​​How Airport Travelers Forgot Close To $1 Million At TSA Checkpoints In 2023

When you think of the organizations you donate to, the Transportation Security Administration (TSA) probably doesn't come to mind. However, you may have given money to the airport security agency without even knowing it. According to the official government website Fiscal Data, a whopping $956,253.38 was left behind in 2023 by travelers going through airport security checkpoints. Yep, close to $1 million dropped in the security line or abandoned in those conveyor belt bins. 

That figure has been rising for over a decade. In 2019, just before the COVID-19 pandemic, fliers left $926,030.44 in unclaimed money at security checkpoints. In 2015, $765,759.15 was forgotten. Conversely, according to a CNBC report, only around $484,000 was collected from checkpoints in 2008. 

A large amount of the money comes from small change, which can be easy to overlook when rushing to get through airport security and make it to your gate on time. Still, that doesn't explain why more cash is neglected now than in the past. "There is no real way for TSA to know why this happens," TSA spokesperson Lisa Farbstein told CNBC. "It makes sense to point to an increase in the number of travelers as one likely reason, but other than that, we have no theories."

What happens to the money left behind?

Nearly $1 million is enough to buy a nice house or, depending on your age, quit working and go into retirement.

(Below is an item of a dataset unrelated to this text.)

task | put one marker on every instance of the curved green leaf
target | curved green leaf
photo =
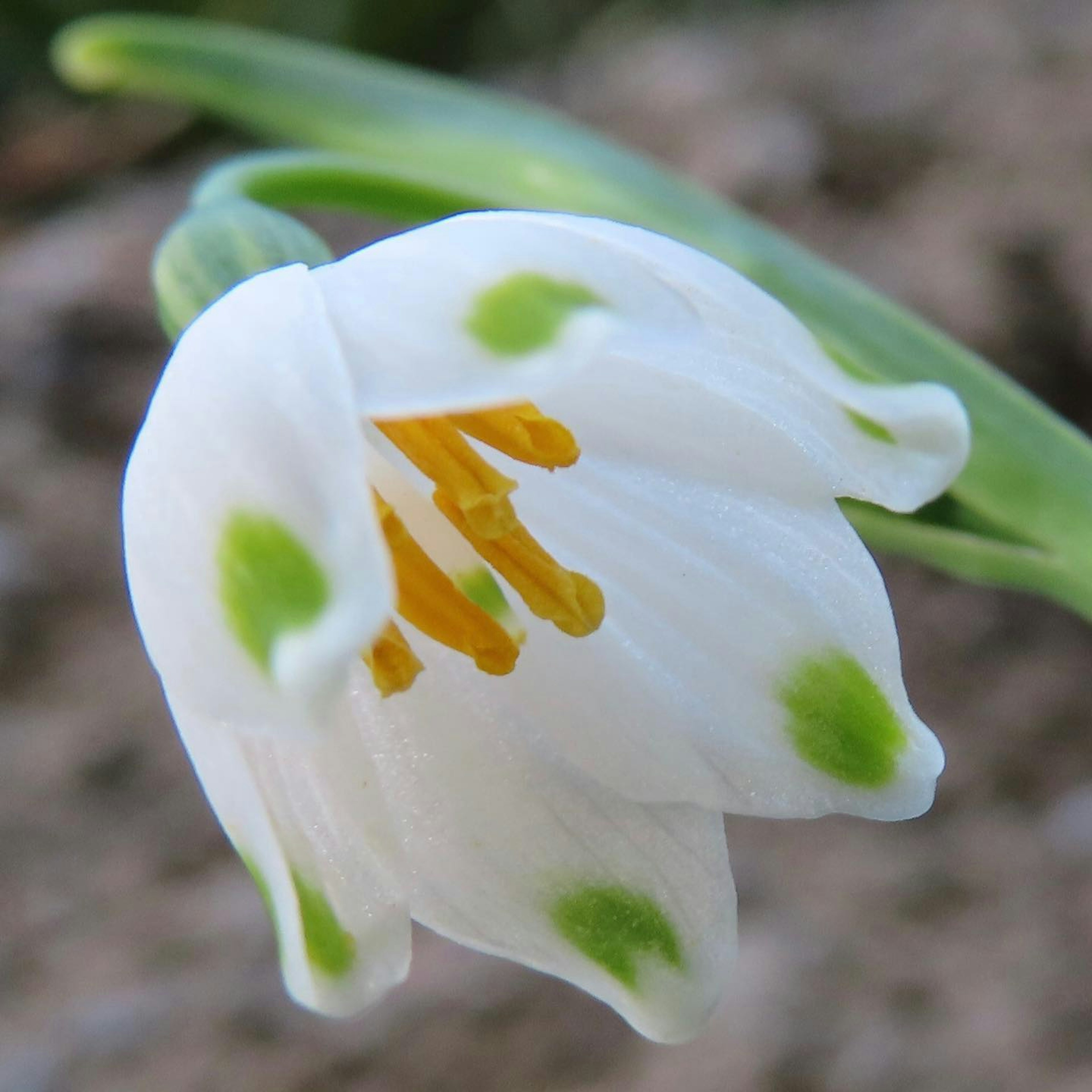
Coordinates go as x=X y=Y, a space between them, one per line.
x=413 y=147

Of course, this isn't how the TSA spends all that money left behind by travelers. So, what does the government agency do with the funds?

When you leave something at the TSA security checkpoint, officers generally keep the item for at least 30 days in case you try to retrieve it later. With pocket change, however, it can be harder to identify the original owner — anyone could contact the TSA claiming to have lost some cash, after all. As a result, the security agency collects the money, documents it, and hands it over to its financial office, as Farbstein told The Washington Post.

The TSA doesn't award an employee with a fancy house or luxury shopping spree. Rather, the money is put back into airport security operations based on what the TSA deems necessary. However, Kate Sullivan, Head of Experience at Secret Fares, revealed to Fox News that "because there's no appropriations procedure on left-behind cash, there's no way to check on that." So, the TSA may use some of the reclaimed money for staff parties and other perks.

How not to forget your loose change at airport security

The $1 million left behind by fliers is a reminder that a little pocket change, as meager as it may seem, can really add up. To avoid accidentally parting ways with your cash at the airport, arrive prepared. Agents may ask you to empty your pockets when going through the airport security body scanner or metal detector, so remove any bills and coins in advance. The TSA suggests placing your change in a zippered plastic bag, pouch, or other small bag kept securely in your carry-on luggage. Alternatively, tuck the money in your shoes and keep them upright when placing the footwear on the conveyor belt.

If you leave the airport security checkpoint and realize you left behind some money, you may be able to recover it if you return to the security area quickly. Otherwise, use the TSA website to report your item using its "Lost and Found" form. Remember, it might be difficult for the agency to reunite you with your money, as it's not as easily identifiable as, say, an ID card or sweater. Still, it's worth a try — unless you're happy to fund the next TSA employee pizza party.